Skydiving club uses a 727?!!!

I was watching one of those real video-type programs a couple of days ago. One video was a skydive gone wrong. What really blew me away was theat they jumped out of a 727. How the heck can a skydive club afford that? Even if it was a short-term lease, the fuel cost has to be outrageous. What’s the story on that? Where do jump clubs get bad-ass planes like 727s and Pilatus Turbo-Porters?? Even that single turbine ain’t cheap.

It appears (from a Google search for “skydive 727”) that they use a 727 at least some of the time at the World Skydive Competition. I’m sure there’s some big money in that, a little more than just a local skydiving club.

Actually, it might make sense, you can load a lot of people up on that one plane, not having multiple smaller planes or repeated trips.

Probably a charter. It wouldn’t cost much more than a regular trip would it?
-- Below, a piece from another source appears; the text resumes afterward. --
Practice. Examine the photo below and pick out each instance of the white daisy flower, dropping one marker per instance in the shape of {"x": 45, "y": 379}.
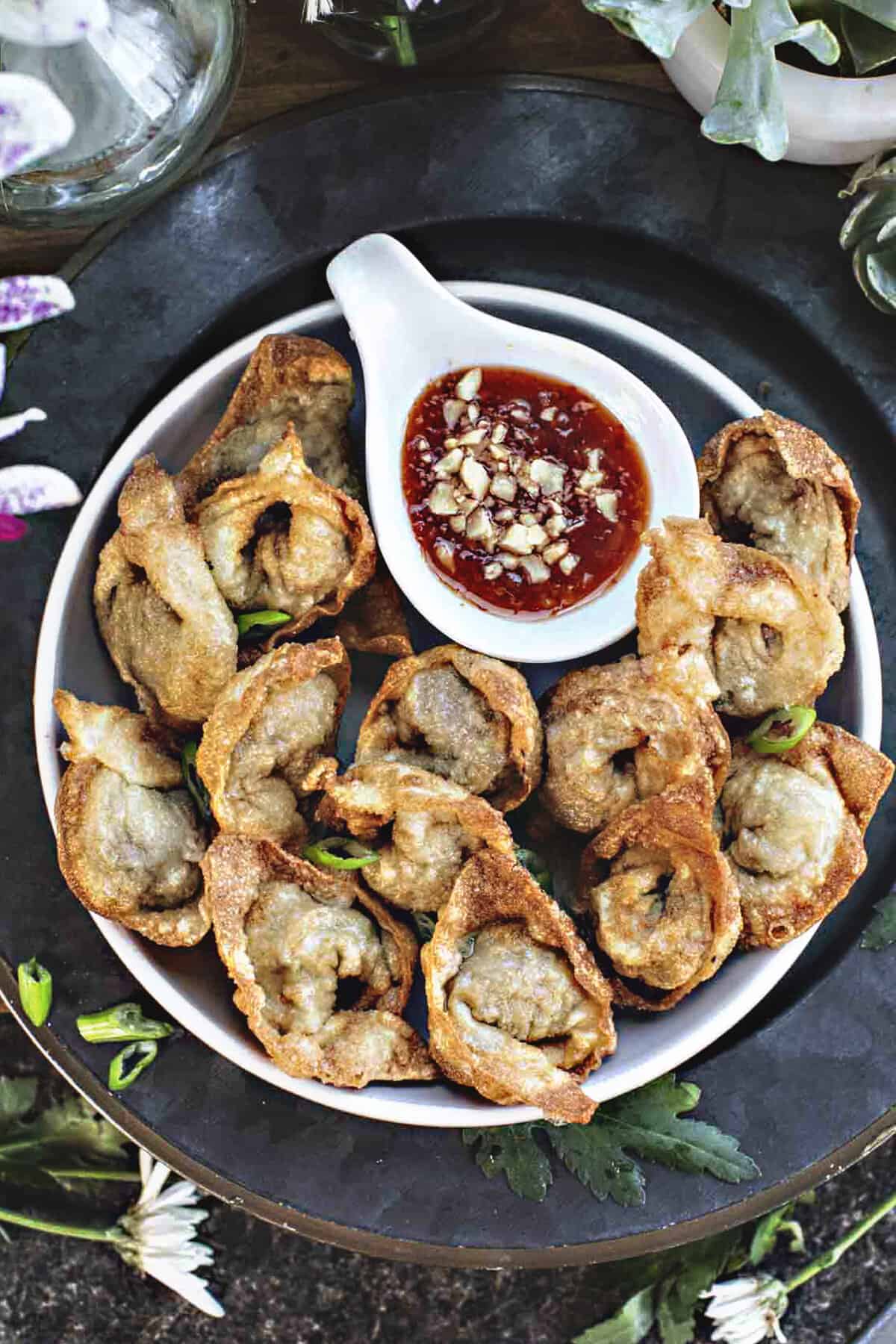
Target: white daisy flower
{"x": 747, "y": 1310}
{"x": 160, "y": 1236}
And like D.B. Cooper found out, that lower stair would make jumping much easier.

I don’t know the numbers on how much a 727 rents for per hour, but given what I know of airplane economics (being a renter pilot) under some circumstances renting one huge plane could be less expensive than renting a fleet of smaller ones.

Another factor to consider is that the airplane in question only needs to carry enough fuel for the job at hand. We’re not talking about a 3 hour trip here, more like 10-15 minutes (skydivers please adjust that figure if I’m off base) plus another 10 -15 to return to the runway. That’s what, a 30 minutes total? (Plus mandatory FAA minimums for reserve) That’s gotta be less jet fuel than the airlines tank up with for a typical trip. Plus, no need for meal service. That’ll save some money (and indigestion).

Not to mention that, by having one airplane instead of a dozen aloft you dramatically cut the possibility of mid-air collisions, so arguably it’s safer, too.

Makes sense to me. I wonder how much it does cost to rent a 727 per hour…

Would they have to hire the 727’s crew as well?

Exactly. The 727 is probably the biggest readily available airplane than you can easily jump out of because of that rear airstair. Handles shortish fields well, and doesn’t require much ground support equipment. The cost probably isn’t that bad when you divide it by >130 people. I’m sure you can really pack em in there with no seats.

Yes. Who knows, they may like to jump themselves and would do it for free.

That sounds like a bad idea to me.

Yeah, that didn’t come out quite right. :slight_smile:

How slow can you fly a 727?

And if it were the World Skydiving Championships, then they may well have got some financial help from Boeing or the operator as it would be good advertising.

If I were out at the airport I could give you an exact number. Skydiving exit speed is 155 knots.